Pandas AI is a Python library that integrates Generative AI into Pandas, making data analysis conversational. It is a powerful tool for exploring and understanding your data in a natural language way.

Pandas AI

Pandas AI is free to use for everyone. There are no paid plans or subscriptions. To use Pandas AI, all you need is a Python environment eg Jupyter notebooks and an API key for a large language model(LLM).

OpenAI provides API keys for their LLM but it is not free. In this tutorial I will show you how to get an API key for free without any payment method setup and how to use Pandas AI to perform simple Exploratory Data Analysis tasks.

Step 1: Getting free API key

To get a free API key, we will use the huggingface platform.
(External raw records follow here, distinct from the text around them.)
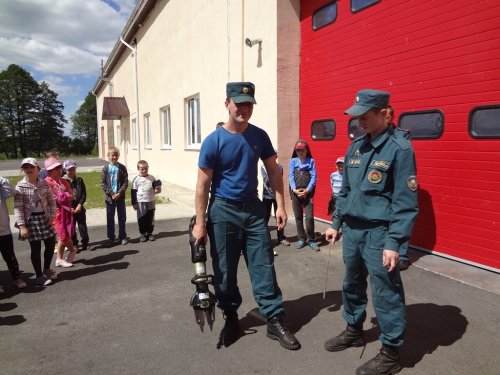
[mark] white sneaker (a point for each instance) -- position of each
(43, 280)
(62, 263)
(50, 273)
(71, 257)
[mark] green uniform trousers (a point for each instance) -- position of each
(233, 228)
(363, 246)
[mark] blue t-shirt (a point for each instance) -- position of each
(233, 159)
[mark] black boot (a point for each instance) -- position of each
(276, 330)
(352, 336)
(384, 363)
(231, 330)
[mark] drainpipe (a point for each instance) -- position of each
(243, 40)
(134, 52)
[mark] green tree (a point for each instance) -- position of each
(48, 123)
(18, 96)
(85, 123)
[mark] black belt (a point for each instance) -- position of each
(238, 204)
(364, 224)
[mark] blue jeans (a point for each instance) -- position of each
(362, 252)
(234, 228)
(118, 206)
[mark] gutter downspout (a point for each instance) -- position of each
(110, 87)
(134, 52)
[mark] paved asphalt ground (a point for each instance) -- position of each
(125, 310)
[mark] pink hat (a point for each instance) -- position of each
(69, 164)
(52, 163)
(30, 161)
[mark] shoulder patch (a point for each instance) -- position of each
(401, 141)
(412, 183)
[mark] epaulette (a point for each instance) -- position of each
(358, 138)
(398, 138)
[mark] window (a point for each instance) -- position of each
(484, 122)
(135, 134)
(353, 129)
(147, 131)
(323, 130)
(357, 5)
(166, 140)
(193, 121)
(422, 124)
(325, 15)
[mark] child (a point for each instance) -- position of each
(144, 188)
(336, 184)
(63, 221)
(114, 183)
(302, 179)
(6, 242)
(34, 210)
(79, 216)
(269, 200)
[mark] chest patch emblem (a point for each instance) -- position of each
(380, 164)
(412, 183)
(375, 177)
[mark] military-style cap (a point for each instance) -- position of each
(367, 99)
(241, 92)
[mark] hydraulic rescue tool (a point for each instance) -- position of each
(203, 300)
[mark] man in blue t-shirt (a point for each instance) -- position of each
(236, 218)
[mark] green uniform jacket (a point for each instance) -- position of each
(380, 186)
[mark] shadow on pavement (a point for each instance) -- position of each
(75, 273)
(174, 233)
(13, 319)
(298, 312)
(429, 327)
(106, 258)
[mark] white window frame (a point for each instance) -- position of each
(135, 134)
(147, 131)
(193, 122)
(166, 127)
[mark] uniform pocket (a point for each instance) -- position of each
(375, 180)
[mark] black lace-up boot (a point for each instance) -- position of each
(384, 363)
(276, 330)
(231, 330)
(352, 336)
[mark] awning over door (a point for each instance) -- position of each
(114, 108)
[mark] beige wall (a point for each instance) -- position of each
(188, 47)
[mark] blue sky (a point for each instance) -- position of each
(61, 42)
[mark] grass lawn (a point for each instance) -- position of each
(95, 195)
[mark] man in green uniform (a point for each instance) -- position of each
(377, 207)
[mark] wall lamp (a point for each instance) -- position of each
(251, 43)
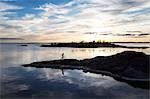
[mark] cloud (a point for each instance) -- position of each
(11, 39)
(76, 17)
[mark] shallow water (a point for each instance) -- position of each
(20, 82)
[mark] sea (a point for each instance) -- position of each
(20, 82)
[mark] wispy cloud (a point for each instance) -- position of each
(49, 20)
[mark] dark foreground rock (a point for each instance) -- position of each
(129, 66)
(24, 45)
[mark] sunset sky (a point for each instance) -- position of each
(74, 20)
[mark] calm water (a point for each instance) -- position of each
(20, 82)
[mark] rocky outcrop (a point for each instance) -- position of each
(129, 66)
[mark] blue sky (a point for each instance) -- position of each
(74, 20)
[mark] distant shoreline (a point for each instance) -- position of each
(56, 42)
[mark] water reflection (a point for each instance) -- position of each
(20, 82)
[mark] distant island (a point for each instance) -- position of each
(129, 66)
(88, 45)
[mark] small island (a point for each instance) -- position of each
(129, 66)
(88, 45)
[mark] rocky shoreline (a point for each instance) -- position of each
(129, 66)
(88, 45)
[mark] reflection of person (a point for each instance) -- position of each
(62, 56)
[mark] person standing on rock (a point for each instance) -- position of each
(62, 55)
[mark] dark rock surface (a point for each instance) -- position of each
(129, 66)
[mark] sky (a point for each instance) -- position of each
(74, 20)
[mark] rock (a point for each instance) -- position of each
(129, 66)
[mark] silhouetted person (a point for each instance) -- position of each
(62, 71)
(62, 56)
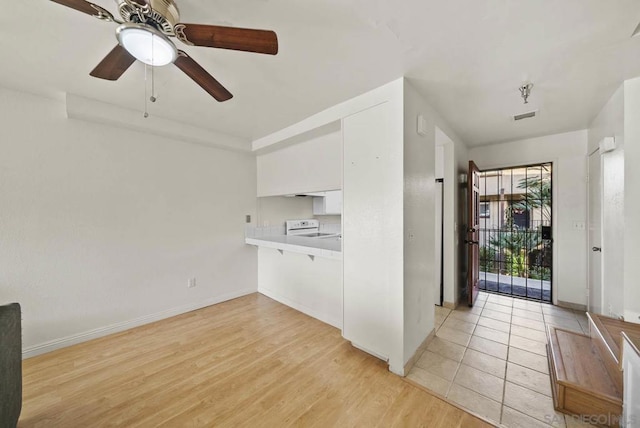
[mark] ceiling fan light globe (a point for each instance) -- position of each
(146, 44)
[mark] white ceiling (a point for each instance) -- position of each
(468, 57)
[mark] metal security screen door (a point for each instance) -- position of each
(515, 231)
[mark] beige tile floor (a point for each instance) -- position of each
(492, 359)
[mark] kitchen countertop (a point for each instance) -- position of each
(330, 247)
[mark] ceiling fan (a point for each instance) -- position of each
(144, 32)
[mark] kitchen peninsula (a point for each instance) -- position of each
(303, 272)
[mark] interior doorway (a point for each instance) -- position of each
(515, 245)
(595, 235)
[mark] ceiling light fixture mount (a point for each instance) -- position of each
(146, 44)
(525, 91)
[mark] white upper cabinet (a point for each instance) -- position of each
(312, 165)
(328, 204)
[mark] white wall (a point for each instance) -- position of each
(102, 228)
(632, 200)
(372, 243)
(610, 123)
(419, 222)
(568, 152)
(311, 165)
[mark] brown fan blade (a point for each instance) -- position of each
(239, 39)
(202, 77)
(81, 5)
(114, 64)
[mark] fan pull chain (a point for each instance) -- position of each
(146, 106)
(153, 81)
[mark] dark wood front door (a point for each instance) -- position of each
(473, 232)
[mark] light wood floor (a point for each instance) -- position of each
(247, 362)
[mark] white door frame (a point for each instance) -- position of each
(594, 180)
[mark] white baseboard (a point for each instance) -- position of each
(63, 342)
(632, 316)
(302, 308)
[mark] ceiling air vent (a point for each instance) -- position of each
(525, 115)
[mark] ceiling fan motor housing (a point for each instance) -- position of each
(164, 14)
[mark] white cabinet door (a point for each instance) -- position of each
(333, 202)
(309, 166)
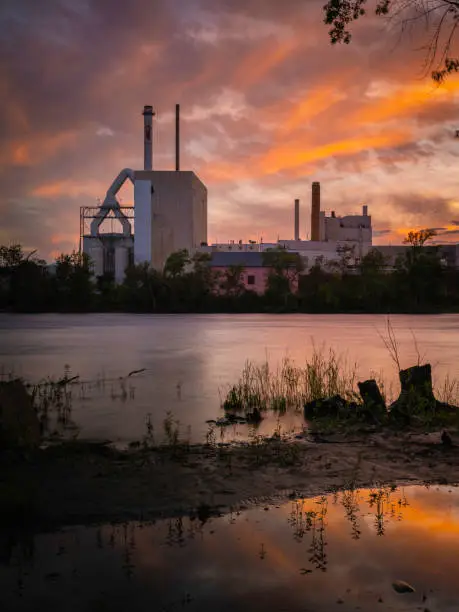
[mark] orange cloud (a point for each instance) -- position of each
(70, 189)
(264, 58)
(404, 101)
(285, 157)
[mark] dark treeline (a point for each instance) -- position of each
(419, 281)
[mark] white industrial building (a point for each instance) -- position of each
(170, 213)
(330, 234)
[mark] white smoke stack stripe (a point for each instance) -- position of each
(148, 114)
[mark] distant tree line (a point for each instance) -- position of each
(419, 282)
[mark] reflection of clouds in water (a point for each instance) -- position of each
(220, 566)
(201, 353)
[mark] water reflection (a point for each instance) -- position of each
(189, 358)
(341, 551)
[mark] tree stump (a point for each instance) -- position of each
(374, 405)
(416, 396)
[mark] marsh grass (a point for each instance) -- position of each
(289, 386)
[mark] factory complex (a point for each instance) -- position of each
(170, 214)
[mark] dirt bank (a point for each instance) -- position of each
(85, 483)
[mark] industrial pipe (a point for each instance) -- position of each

To get the API key from huggingface, follow the steps below;

  • Go to huggingface.co and signup with your email address
  • After your account has been created, go to your profile and click on settings.
  • Chose access tokens, Name the access tokens and set the token to be on the WRITE option and click generate token for your access tokens to be generated.
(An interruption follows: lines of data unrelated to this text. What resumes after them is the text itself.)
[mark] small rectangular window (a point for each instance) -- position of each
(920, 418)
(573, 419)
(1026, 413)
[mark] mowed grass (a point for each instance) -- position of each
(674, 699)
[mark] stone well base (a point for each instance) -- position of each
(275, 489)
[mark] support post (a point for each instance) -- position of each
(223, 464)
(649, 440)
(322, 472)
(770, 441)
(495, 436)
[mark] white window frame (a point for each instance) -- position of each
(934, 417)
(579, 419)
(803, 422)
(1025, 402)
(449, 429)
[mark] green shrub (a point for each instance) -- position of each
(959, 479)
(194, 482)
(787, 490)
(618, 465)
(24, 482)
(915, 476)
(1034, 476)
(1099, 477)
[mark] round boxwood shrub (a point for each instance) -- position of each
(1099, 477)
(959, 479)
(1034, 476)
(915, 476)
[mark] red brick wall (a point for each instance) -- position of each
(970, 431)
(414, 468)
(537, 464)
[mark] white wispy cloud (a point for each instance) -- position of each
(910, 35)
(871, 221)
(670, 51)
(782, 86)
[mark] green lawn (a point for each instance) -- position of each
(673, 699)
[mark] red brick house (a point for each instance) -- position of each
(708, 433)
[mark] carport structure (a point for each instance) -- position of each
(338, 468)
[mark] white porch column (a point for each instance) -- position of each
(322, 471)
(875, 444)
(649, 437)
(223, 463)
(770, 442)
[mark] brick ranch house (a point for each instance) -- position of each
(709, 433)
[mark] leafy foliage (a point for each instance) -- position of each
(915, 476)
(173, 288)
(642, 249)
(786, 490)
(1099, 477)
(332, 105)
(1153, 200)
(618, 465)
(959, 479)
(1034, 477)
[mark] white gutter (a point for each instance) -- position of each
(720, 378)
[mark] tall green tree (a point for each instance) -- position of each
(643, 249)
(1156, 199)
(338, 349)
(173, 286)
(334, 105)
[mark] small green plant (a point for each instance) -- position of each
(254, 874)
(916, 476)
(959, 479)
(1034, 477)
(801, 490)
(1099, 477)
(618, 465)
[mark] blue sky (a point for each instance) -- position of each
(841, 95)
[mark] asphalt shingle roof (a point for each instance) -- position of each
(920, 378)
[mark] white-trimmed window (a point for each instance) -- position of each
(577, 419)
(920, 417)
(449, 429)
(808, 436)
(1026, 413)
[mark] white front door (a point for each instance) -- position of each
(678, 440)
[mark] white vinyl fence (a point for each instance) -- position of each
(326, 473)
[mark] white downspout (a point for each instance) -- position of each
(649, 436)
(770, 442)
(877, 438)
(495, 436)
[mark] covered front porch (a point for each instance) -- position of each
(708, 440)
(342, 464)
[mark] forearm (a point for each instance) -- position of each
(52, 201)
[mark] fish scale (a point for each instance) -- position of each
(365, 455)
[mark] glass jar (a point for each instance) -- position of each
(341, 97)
Generating free access token

Step 2: Installing Pandas AI

To get started, the latest version of pandas AI needs to be installed. This can be done by simply typing the following line of code below into a jupyter notebook cell.

!pip install pandasai

Now that we’ve successfully installed pandas AI, we can start using it for exploratory data analysis.
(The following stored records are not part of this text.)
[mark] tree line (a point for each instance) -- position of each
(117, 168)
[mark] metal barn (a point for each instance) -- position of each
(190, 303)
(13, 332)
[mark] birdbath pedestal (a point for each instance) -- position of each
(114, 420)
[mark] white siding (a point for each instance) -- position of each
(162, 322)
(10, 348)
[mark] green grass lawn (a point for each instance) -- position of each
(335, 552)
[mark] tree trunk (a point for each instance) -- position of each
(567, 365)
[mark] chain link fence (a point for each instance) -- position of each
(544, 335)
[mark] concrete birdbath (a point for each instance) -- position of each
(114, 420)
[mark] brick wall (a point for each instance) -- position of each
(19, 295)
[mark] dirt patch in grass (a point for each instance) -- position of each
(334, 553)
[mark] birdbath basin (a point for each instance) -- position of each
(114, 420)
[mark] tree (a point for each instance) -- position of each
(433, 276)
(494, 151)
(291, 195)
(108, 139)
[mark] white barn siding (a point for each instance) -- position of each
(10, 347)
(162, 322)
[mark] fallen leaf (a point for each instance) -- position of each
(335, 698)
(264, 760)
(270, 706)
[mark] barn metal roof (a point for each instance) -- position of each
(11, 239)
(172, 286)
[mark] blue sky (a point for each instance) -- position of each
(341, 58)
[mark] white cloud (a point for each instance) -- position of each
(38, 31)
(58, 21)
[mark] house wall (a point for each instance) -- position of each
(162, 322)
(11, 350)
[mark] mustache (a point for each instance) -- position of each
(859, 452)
Step 3: Importing necessary libraries

Here, we are going to import the necessary libraries needed to use Pandas AI for exploratory data analysis.

from pandasai import  SmartDataframe
import pandas as pd
import numpy as np

Step 4: Creating a new DataFrame

Below we are going to create a new DataFrame that is going to be used in this tutorial.

df = pd.DataFrame({
    "country": [
        "United States",
        "United Kingdom",
        "France",
        "Germany",
        "Italy",
        "Spain",
        "Canada",
        "Australia",
        "Japan",
        "China",
    ],
    "gdp": [
        19294482071552,
        2891615567872,
        2411255037952,
        3435817336832,
        1745433788416,
        1181205135360,
        1607402389504,
        1490967855104,
        4380756541440,
        14631844184064,
    ],
    "happiness_index": [6.94, 7.16, 6.66, 7.07, 6.38, 6.4, 7.23, 7.22, 5.87, 5.12],
})

Step 5: Importing LLM

Since PandasAI is powered by a LLM, we need to import the LLM we would like to use.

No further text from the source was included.